First Hit: A general waste of time, not funny and does little to bring to light the prevalent issue of identity theft.
This film has an identity problem. It tries to be funny, point out the issue of identity theft, and tries to be heartwarming or meaningful. It is none of these.
Watching Diana (Melissa McCarthy) is like watching a train wreck, you know it’s going to happen, you know it will be catastrophic, and the only thing left is a mess. I’ve yet to see McCarthy be in anything interesting, intelligent or of value. She appears to specialize in uncultivated actions of an overweight person trying to fit in, be funny or the center of attention. Sandy Peterson (Jason Bateman) does his best to hold the film together but this is a match made hell.
The presentation of the subject and story is rarely interesting and mostly just grossly reaching for laughs.
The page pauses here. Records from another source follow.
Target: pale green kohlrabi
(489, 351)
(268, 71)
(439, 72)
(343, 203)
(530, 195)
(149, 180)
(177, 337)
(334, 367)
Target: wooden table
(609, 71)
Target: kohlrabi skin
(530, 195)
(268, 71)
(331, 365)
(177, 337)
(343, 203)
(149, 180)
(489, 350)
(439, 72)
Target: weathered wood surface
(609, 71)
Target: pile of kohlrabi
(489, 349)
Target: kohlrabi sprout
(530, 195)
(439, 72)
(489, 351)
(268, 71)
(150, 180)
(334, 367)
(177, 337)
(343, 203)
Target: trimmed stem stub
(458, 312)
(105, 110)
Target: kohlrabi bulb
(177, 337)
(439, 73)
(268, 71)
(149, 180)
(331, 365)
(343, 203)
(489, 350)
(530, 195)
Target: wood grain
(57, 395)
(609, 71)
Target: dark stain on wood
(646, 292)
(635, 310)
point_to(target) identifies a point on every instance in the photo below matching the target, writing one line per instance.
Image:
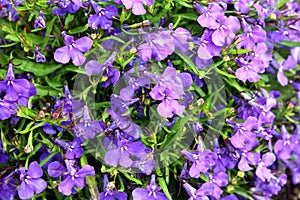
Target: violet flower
(213, 187)
(121, 154)
(244, 136)
(137, 5)
(152, 192)
(87, 128)
(17, 90)
(157, 45)
(39, 57)
(73, 50)
(73, 149)
(75, 177)
(262, 170)
(40, 21)
(65, 6)
(106, 72)
(109, 192)
(31, 181)
(103, 16)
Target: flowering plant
(149, 100)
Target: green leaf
(90, 180)
(280, 4)
(79, 29)
(162, 183)
(69, 19)
(290, 43)
(47, 90)
(39, 69)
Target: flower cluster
(158, 95)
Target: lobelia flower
(73, 50)
(120, 155)
(210, 16)
(249, 70)
(65, 6)
(157, 45)
(31, 181)
(73, 149)
(287, 64)
(40, 21)
(170, 87)
(103, 16)
(251, 36)
(17, 90)
(264, 190)
(244, 137)
(109, 192)
(74, 177)
(4, 157)
(207, 49)
(152, 192)
(284, 147)
(108, 74)
(212, 187)
(8, 186)
(87, 128)
(262, 171)
(137, 5)
(39, 57)
(202, 159)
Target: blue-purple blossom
(39, 57)
(106, 72)
(74, 177)
(16, 90)
(152, 192)
(137, 5)
(73, 50)
(31, 181)
(103, 16)
(40, 21)
(109, 192)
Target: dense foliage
(144, 99)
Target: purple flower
(249, 71)
(285, 146)
(120, 155)
(4, 157)
(65, 6)
(31, 181)
(17, 90)
(244, 136)
(75, 177)
(40, 21)
(39, 57)
(202, 161)
(287, 64)
(108, 74)
(212, 187)
(87, 128)
(207, 49)
(209, 17)
(157, 45)
(170, 87)
(73, 50)
(152, 192)
(262, 171)
(8, 186)
(73, 149)
(251, 36)
(137, 5)
(103, 16)
(109, 192)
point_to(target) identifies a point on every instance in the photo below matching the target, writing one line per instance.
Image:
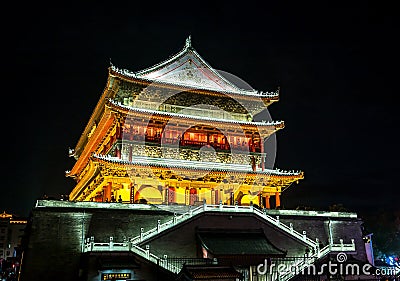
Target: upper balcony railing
(191, 111)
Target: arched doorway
(149, 194)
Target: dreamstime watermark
(339, 266)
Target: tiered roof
(187, 68)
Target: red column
(267, 205)
(130, 153)
(277, 200)
(107, 192)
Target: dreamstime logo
(307, 266)
(160, 135)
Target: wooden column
(277, 200)
(130, 153)
(107, 193)
(262, 154)
(267, 205)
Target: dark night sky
(335, 64)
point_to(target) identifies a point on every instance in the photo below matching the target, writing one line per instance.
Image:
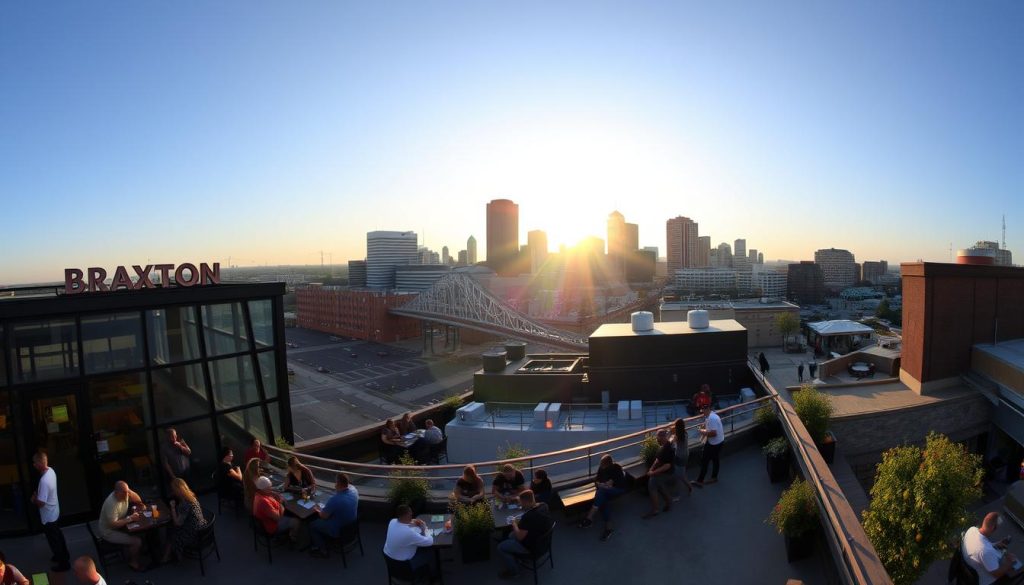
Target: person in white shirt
(409, 539)
(713, 435)
(45, 499)
(985, 556)
(85, 571)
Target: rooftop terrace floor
(715, 536)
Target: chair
(400, 573)
(205, 543)
(532, 560)
(105, 551)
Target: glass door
(54, 426)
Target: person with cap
(268, 511)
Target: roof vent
(697, 319)
(642, 321)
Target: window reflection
(44, 349)
(112, 342)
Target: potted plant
(796, 517)
(768, 425)
(814, 409)
(409, 487)
(473, 526)
(777, 453)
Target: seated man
(525, 535)
(269, 513)
(984, 556)
(508, 485)
(409, 540)
(115, 516)
(340, 510)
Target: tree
(919, 504)
(787, 324)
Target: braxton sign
(93, 279)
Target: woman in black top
(610, 483)
(469, 488)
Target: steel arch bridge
(459, 300)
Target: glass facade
(98, 389)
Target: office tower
(739, 248)
(681, 245)
(537, 243)
(838, 267)
(503, 236)
(704, 251)
(385, 250)
(357, 274)
(805, 284)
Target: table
(441, 539)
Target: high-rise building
(385, 250)
(471, 250)
(537, 243)
(838, 267)
(805, 285)
(681, 245)
(503, 236)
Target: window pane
(203, 461)
(268, 370)
(261, 314)
(44, 349)
(239, 427)
(179, 392)
(172, 334)
(233, 382)
(112, 342)
(124, 448)
(225, 329)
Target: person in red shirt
(269, 512)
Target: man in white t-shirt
(409, 539)
(713, 435)
(45, 499)
(985, 556)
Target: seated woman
(469, 488)
(541, 486)
(299, 477)
(610, 482)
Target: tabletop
(435, 523)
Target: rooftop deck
(718, 535)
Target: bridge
(459, 300)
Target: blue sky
(267, 131)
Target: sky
(266, 132)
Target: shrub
(797, 510)
(814, 410)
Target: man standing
(176, 456)
(713, 435)
(45, 499)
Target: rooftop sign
(94, 279)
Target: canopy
(841, 327)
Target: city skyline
(266, 134)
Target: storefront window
(203, 461)
(233, 382)
(124, 448)
(178, 392)
(261, 314)
(268, 370)
(224, 329)
(112, 342)
(238, 428)
(44, 349)
(172, 335)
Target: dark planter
(475, 549)
(778, 468)
(798, 547)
McCarthy is horrible in this character and it there was nothing about her character that would make the audience be interested in her. The attempts to have Sandy’s kids like her were grossly obvious ploys to have us care about the character – too little too late. Bateman tried his best and did the best he could with the script, direction, and McCarthy. The moments he spends and communicates with his kids and wife Trish (Amanda Peet) are good and are the only things good in this film. Peet, in a minor role, was OK. Craig Mazin wrote a poorly conceived script. Seth Gordon tried to make the story interesting but the script, McCarthy, and idea were guaranteed to make this film fail.
Overall: Not worth more than 5 minutes of anyone’s time.